À l'instar des janissaires, les mamelouks sont recrutés parmi des enfants capturés dans des pays non musulmans afin de les former aux combats. Un tel système permettait de contourner les règles interdisant aux musulmans de se faire la guerre entre eux. Sélectionnés sur des critères de capacité, d'absence de liens, et de résistance, ces enfants sont élevés loin de leur pays d'origine, recevant une éducation religieuse musulmane et une formation militaire. Adulte, le sultan ou l'émir (leur chef militaire) les affranchit et leur fournit un équipement et une solde.

Napoléon les affrontera lors de sa campagne d'Égypte et les déferra à la bataille des Pyramides. Il demandera alors au général Delaître de les incorporer dans son armée et ils finiront dans la cavalerie de la prestigieuse Garde impériale aux côtés des chasseurs à cheval.

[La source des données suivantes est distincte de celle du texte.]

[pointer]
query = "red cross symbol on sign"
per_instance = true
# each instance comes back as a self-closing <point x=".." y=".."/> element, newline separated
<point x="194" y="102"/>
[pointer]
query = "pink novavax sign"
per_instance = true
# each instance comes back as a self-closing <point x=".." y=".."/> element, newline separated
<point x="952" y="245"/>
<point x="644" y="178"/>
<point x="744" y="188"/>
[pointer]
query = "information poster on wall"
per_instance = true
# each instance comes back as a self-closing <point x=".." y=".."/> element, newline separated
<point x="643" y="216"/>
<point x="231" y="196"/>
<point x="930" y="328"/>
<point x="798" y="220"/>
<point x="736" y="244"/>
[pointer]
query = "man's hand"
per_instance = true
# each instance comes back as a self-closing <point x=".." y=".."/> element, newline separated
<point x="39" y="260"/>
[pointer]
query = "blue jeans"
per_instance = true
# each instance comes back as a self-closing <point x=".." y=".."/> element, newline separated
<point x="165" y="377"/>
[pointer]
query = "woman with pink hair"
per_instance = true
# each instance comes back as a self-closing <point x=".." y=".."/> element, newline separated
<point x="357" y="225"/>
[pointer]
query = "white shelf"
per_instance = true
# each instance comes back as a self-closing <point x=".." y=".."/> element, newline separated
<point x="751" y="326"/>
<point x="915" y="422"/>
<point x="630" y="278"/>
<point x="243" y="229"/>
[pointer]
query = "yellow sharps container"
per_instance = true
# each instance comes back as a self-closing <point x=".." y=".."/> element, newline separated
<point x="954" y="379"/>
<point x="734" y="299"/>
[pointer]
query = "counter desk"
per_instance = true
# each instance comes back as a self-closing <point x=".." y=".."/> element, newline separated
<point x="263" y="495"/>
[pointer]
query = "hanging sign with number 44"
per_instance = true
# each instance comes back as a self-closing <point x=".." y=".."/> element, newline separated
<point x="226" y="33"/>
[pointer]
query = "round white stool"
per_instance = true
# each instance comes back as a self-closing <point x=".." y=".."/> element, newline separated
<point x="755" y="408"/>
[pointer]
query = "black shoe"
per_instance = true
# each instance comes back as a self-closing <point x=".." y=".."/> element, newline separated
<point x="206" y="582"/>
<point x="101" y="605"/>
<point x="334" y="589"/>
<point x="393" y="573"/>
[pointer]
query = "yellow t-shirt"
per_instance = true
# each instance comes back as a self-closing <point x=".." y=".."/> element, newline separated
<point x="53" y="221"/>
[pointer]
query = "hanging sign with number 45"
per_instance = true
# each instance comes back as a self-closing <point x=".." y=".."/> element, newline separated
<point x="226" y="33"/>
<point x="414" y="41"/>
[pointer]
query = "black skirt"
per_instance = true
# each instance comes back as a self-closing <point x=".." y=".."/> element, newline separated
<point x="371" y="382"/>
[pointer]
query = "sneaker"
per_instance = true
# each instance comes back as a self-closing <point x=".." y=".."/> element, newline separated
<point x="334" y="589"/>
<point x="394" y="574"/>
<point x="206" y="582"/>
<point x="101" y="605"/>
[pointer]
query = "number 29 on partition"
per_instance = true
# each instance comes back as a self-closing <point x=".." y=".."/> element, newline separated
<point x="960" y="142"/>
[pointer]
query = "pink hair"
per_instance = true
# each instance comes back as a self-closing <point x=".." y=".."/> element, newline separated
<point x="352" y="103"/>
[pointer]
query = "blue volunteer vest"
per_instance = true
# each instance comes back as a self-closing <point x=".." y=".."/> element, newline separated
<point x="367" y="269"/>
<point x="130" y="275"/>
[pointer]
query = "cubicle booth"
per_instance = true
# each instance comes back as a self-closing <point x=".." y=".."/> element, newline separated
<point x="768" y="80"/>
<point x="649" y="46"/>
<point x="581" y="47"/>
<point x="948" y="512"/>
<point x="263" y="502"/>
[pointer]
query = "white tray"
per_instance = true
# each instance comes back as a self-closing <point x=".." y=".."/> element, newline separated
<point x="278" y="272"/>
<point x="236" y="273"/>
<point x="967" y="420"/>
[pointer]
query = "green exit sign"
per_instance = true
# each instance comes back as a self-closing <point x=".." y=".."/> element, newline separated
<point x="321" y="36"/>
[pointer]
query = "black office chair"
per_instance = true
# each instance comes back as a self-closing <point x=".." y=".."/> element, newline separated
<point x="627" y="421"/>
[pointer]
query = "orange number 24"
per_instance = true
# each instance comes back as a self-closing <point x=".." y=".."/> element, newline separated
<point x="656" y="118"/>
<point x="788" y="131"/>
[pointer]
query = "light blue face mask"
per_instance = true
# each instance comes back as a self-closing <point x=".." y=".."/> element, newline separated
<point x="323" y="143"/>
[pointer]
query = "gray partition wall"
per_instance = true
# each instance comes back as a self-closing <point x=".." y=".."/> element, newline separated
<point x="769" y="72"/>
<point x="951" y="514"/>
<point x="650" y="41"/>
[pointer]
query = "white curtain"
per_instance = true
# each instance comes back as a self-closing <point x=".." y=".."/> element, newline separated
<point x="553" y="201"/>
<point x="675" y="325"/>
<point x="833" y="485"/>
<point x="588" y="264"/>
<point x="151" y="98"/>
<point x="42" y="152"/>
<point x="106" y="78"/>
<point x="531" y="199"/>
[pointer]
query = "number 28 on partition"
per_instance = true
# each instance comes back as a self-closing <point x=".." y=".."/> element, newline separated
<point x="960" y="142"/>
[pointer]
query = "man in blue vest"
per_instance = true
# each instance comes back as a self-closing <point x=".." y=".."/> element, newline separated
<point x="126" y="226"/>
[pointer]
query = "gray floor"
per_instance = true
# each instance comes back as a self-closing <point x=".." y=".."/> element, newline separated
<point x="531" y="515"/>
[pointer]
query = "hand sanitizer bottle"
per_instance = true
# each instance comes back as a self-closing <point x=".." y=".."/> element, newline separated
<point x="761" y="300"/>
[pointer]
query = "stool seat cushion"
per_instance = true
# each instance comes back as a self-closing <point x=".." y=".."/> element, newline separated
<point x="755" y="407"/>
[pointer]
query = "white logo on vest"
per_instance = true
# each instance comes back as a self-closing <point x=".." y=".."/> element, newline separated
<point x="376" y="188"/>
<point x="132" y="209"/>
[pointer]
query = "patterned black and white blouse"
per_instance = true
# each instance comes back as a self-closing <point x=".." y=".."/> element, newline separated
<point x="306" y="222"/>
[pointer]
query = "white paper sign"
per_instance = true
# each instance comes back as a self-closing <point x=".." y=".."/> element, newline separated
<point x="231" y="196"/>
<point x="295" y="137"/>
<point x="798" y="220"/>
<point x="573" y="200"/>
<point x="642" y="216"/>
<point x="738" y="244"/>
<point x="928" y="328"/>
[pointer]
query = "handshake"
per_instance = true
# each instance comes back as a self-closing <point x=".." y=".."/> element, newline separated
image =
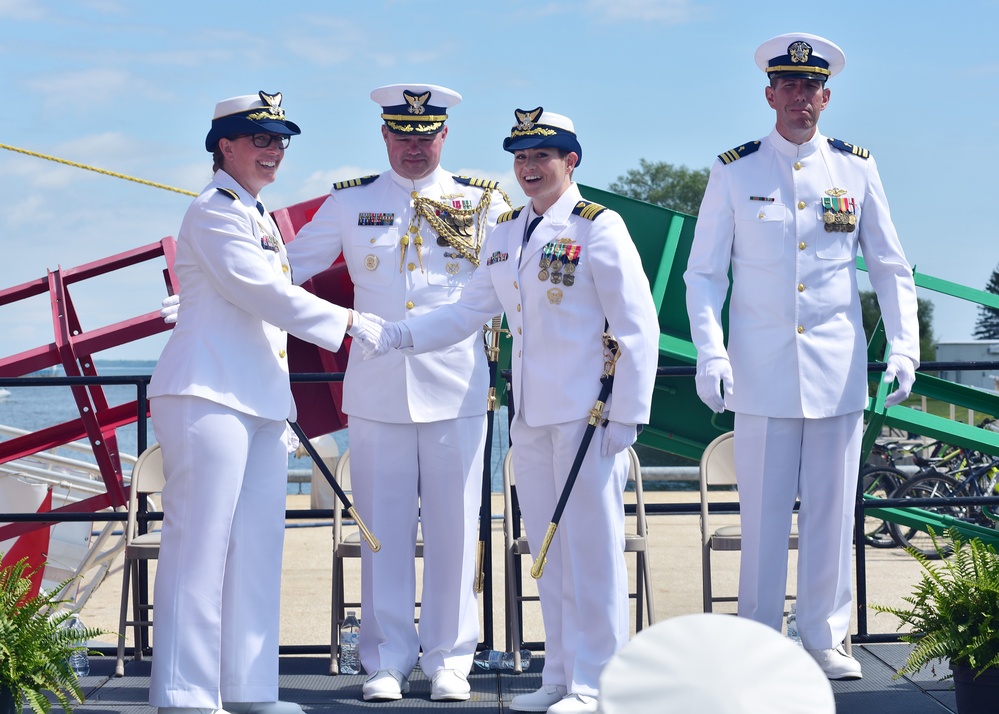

Ces guerriers avaient des origines diverses, mais provenant au départ de contrées caucasiennes et avaient donc des origine coumane (Crimée), circassienne, abkhaze, oghouze ou encore géorgienne. Au fil des siècles, ils étaient également recrutés dans les régions proches comme la Palestine ou encore en Égypte même, au Darfour (ouest du Soudan), en Syrie, en Arménie, en Assyrie (Irak actuel) ou encore en Arabie. Mais ce qui est intéressant est que certains venaient également d'Abyssinie, région de la Corne de l'Afrique, située dans le nord de l'actuelle Éthiopie, l'est du Soudan et le sud de l'Érythrée. Ces esclaves soldats étaient donc noirs et le premier d'entre eux qui fut intégré au régiment fut Abdel Taloute, né en 1781 en Abyssinie et admis aux mamelouks de la Garde en l'an VIII, matricule 65. Il fait les campagnes des ans VIII, IX, XIV, 1806, 1807, 1808, 1809. On perd sa trace lors de la retraite de Russie le 12 décembre 1812.